N.J.S.A. 59:2-3, the public entity analog to section 3-2, contains nearly identical statutory language.

[270 NJSuper Page 29]

Brown v. Brown, 86 N.J. 565, 577, 432 A.2d 493 (1981), makes clear that discretionary determinations by public entities under subsection (b) of N.J.S.A. 59:2-3 and, necessarily, ones made by public employees under subsection (b) of N.J.S.A. 59:3-2, need not rise to the level required by subsection a.*fn4 6 Thus, discretionary decisions by law enforcement officers need not involve policy, but may merely involve operational decisions such as whether to take a person into custody based on a claim of mental illness. As stated in Delbridge v. Schaeffer, 238 N.J. Super. 323, 350-351, 569 A.2d 872 (Law Div.1989):

The act, as it relates to a public employee's conduct, represents an attempt by the Legislature to reach a fair accommodation between removing the constant threat that an exercise of an official's authority or discretion will be second-guessed, and thereby, subjected to legal challenge, and the necessity of mandating that such public officials conform their actions to a certain level of propriety. Pursuant to N.J.S.A. 59:3-2, decisions of this type have been immunized, recognizing that public employees . . . frequently engage in a wide range of discretionary decision-making, not of all of which could be anticipated but which often affect, and possibly disgruntle, vast numbers of people.

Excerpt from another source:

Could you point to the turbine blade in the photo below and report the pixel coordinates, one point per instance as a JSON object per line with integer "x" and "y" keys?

7 Discretionary decisions made by public employees are entitled to immunity. See Longo v. Santoro, 195 N.J. Super. 507, 518, 480 A.2d 934 (App.Div.), certif. denied, 99 N.J. 210, 491 A.2d 706 (1984); Expo, Inc. v. City of Passaic, 149 N.J. Super. 416, 424-425, 373 A.2d 1045 (Law Div.1977).

In addition, under N.J.S.A. 59:3-5: "A public employee is not liable for an injury caused by his adoption of or failure to

[270 NJSuper Page 30]

adopt any law or by his failure to enforce any law."*fn5 N.J.S.A. 59:2-4, the public entity analog to section 3-5, provides: "A public entity is not liable for any injury caused by adopting or failing to adopt a law or by failing to enforce any law."

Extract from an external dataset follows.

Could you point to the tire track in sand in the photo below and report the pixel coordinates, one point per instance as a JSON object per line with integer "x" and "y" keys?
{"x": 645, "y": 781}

8 As stated in Bombace v. City of Newark, 125 N.J. 361, 367, 593 A.2d 335 (1991), the statutory language "reasonably suggests that the essential conduct constituting failure to enforce a law would consist of a failure to act, an omission, or non-action." The Court further stated "that the absolute immunity of section 3-5 applies to non-action or the failure to act in connection with the enforcement of the law . . ." Id. at 368, 593 A.2d 335. See Marley v. Borough of Palmyra, 193 N.J. Super. 271, 283, 473 A.2d 554 (Law Div.1983) (Public employee who fails to enforce any law need not show good faith to enjoy absolute immunity.).

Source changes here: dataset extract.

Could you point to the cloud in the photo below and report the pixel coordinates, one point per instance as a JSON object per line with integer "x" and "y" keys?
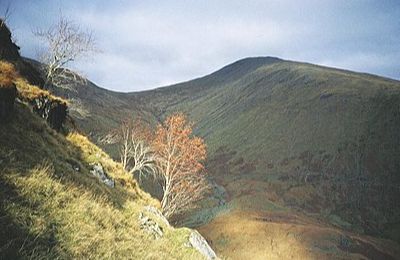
{"x": 147, "y": 44}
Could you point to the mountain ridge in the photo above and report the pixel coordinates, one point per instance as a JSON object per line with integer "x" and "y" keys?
{"x": 283, "y": 138}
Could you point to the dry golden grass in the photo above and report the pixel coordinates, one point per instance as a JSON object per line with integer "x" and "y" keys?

In this case, N.J.S.A. 59:6-6, as well as N.J.S.A. 59:3-2 and N.J.S.A. 59:2-3, afford defendants absolute immunity based upon their discretionary determination that Deanna Perona did not need to be confined. They also are immune under N.J.S.A. 59:3-5 and N.J.S.A. 59:2-4 for their failure to utilize the civil confinement provisions of N.J.S.A. 30:4-27.6, even though their decision in hindsight was erroneous, i.e., they did not conclude there was "reasonable cause to believe" 9 that Deanna Perona was in need of involuntary confinement based upon her suicide note, her husband's statements, her recent hospitalization for depression, and her unfilled prescriptions for medication.